Ad annunciarlo è stata, i primi giorni di marzo, la Fspf, associazione di categoria dei farmacisti territoriali francesi. Che ricorda come tra i progetti abbandonati ci siano «la creazione di piattaforme per la vendita online, l’apertura di locali distaccati e modifiche alle modalità di calcolo di determinate soglie», il che avrebbe avuto ripercussioni sul numero di farmacisti collaboratori presenti all’interno delle farmacie.

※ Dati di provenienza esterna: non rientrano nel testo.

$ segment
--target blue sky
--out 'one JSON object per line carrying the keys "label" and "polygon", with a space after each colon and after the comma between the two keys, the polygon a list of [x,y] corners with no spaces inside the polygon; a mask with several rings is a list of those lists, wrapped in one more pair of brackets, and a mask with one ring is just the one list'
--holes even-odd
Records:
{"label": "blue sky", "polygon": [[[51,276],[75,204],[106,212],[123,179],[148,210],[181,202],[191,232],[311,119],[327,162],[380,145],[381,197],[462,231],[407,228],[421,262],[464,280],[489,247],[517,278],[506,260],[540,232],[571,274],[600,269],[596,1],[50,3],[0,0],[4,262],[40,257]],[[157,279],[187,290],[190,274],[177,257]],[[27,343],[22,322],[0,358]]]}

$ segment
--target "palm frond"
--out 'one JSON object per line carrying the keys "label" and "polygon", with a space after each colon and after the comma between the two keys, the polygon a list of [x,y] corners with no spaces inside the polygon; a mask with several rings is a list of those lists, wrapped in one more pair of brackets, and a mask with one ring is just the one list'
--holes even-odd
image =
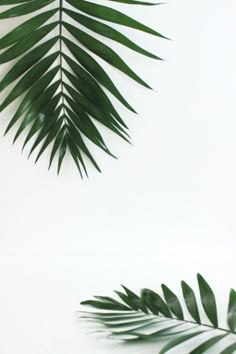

Secondo il sindacato transalpino, la decisione di fare un passo indietro rispetto a quanto prospettato in precedenza, rappresenta un’ottima notizia: «Ora il testo della norma ci porta a pensare che essa possa portare con sé le garanzie necessarie affinché venga realizzata un’attività di e-commerce rispettosa dei principi che regolano la disperazione dei farmaci, proteggendo al contempo la farmacia territoriale.

Quest’ultima saprà, come sempre, adattarsi alle innovazioni e sfruttare il canale digitale per avvicinarsi ancor di più ai propri pazienti». In particolare, secondo la FSPF, le regole sul numero totale di farmacisti collaboratori all’interno delle farmacie «sono state riscritte per fare in modo che il totale si basi sull’attività complessiva della farmacie e non solo sul fatturato realizzato su determinate categorie di prodotti». Più in generale, l’associazione dei farmacisti francesi si è detta soddisfatta di essere stata ascoltata dal governo e dai parlamentari, ai quali la stessa FSPF ha ricordato «la necessità di ristabilire un legame di fiducia con la rete delle farmacie, soprattutto in un momento in cui queste sono in prima linea nel fronteggiare l’attuale crisi sanitaria».